Then again on some days, Tom is back, being our familiar positive, cunning and cooperative child. Suddenly he can not only take off his clothes, but even put them back on, eats without making a mess around himself, is happy to take a walk and is generally being very nice and cute. At out favorite grocery store, where they have small shopping carts for children, he would fill one up with our purchases, does not run into people and racks, and in the end goes without talking back and returns the little cart back into its place, sorts out all the carts into a neat row and does not demand to take the cart back home with us.

     
Our frisky Lisa has the run of the house
Our Lisa is frisky and resolved to keep up with her brother
     
Lisa in Tom's room
Lisa is quite at home in Tom's room

Lisa has been perhaps Tom's most favorite member of our family. He keeps a close watch of his sister -- we thought that his expression of disagreement when a strange woman on an airplane held Lisa, were inconsequential, but Tommy really does not tolerate others being interested in his little sister. When we drive out on a weekend, he makes sure that everybody comes along -- "tata", "mama" and "Lizi". He naturally keeps ripping toys out of her little hands, but Lisa counters with shrieking, which threatens to rupture one's eardrums and/or window panes. I am not afraid of her being unable to fight back. Now that Lizzy became quite mobile, they sometimes play "catch" - Lisa furiously crawls all over the house and Tom does peek-a-boo around corners, and they cackle madly. The other day Lisa tried to crawl up onto a mattress, and Tom rushed to pull her up by her sweat pants.

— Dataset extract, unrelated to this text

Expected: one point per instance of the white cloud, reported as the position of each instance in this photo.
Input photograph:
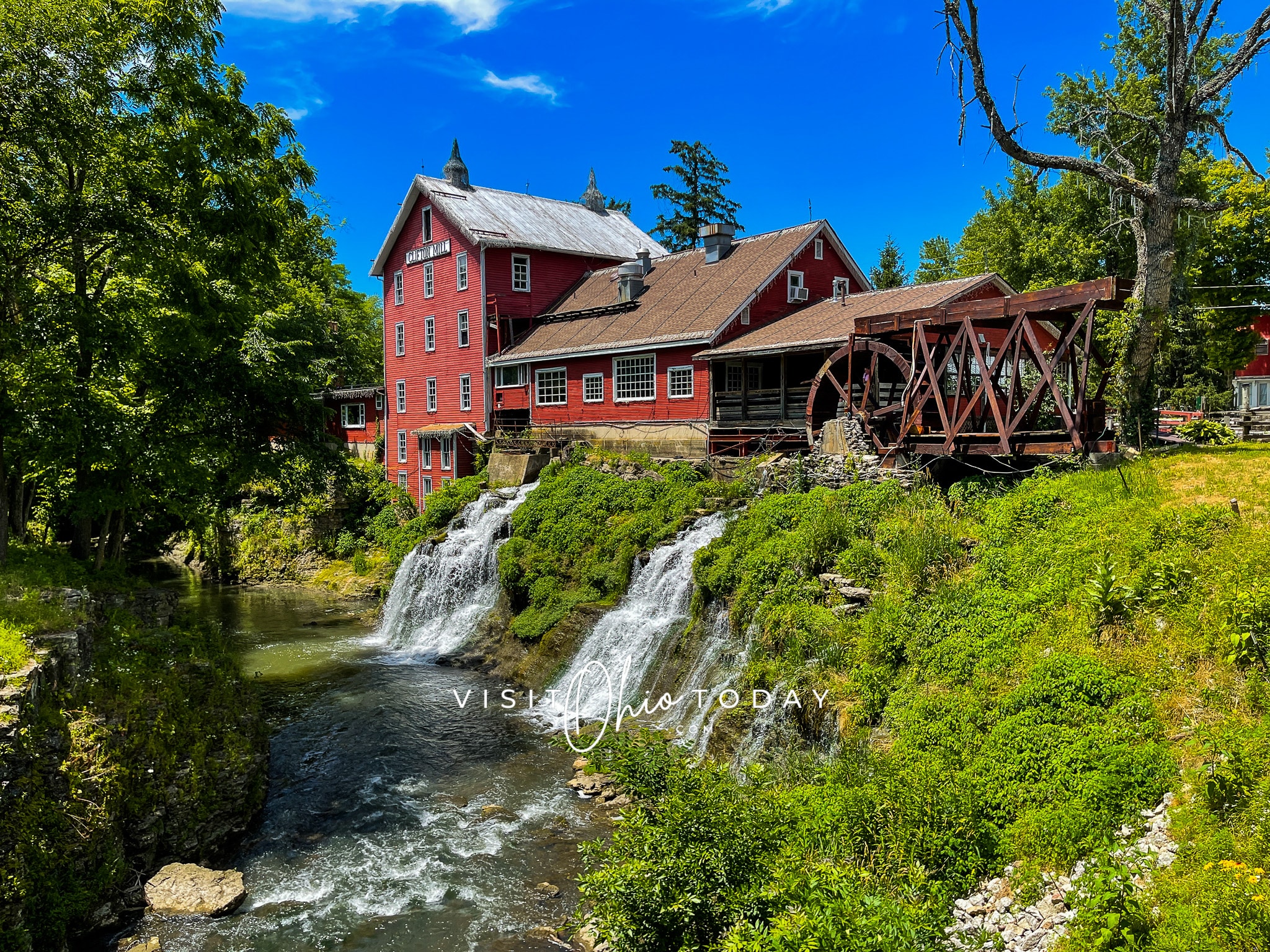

Lizzy insists to crawl on her stomach -- on our carpet-free hardwood floors she's lightning-fast, and I fear that there won't be anything forcing her to get up on her knees. Strangely, she has mastered our only step -- as I found out one afternoon. Tom slept and Lisa managed to escape me about four times over the step into our hallway, where she sped towards Tommy's room. She must have found her mother too boring. If only she would express her courage do disconnect from mama in other places than at home, that would be life!

The last news of this week is my apparent end with nursing. Lisa and I reached a stage when after an hour of feeding I feel all chewed up, and she stays unhappy and hungry. She keeps wanting to bite into mama (especially when she's tired and want to cuddle more than anything else), but is would seem that a bottle became her new friend. She does not have much choice -- and I'm telling myself that if I cease to be the only acceptable source of nutrition, perhaps she stops being so attached to me. Well I should know better, but I can hope, can I not?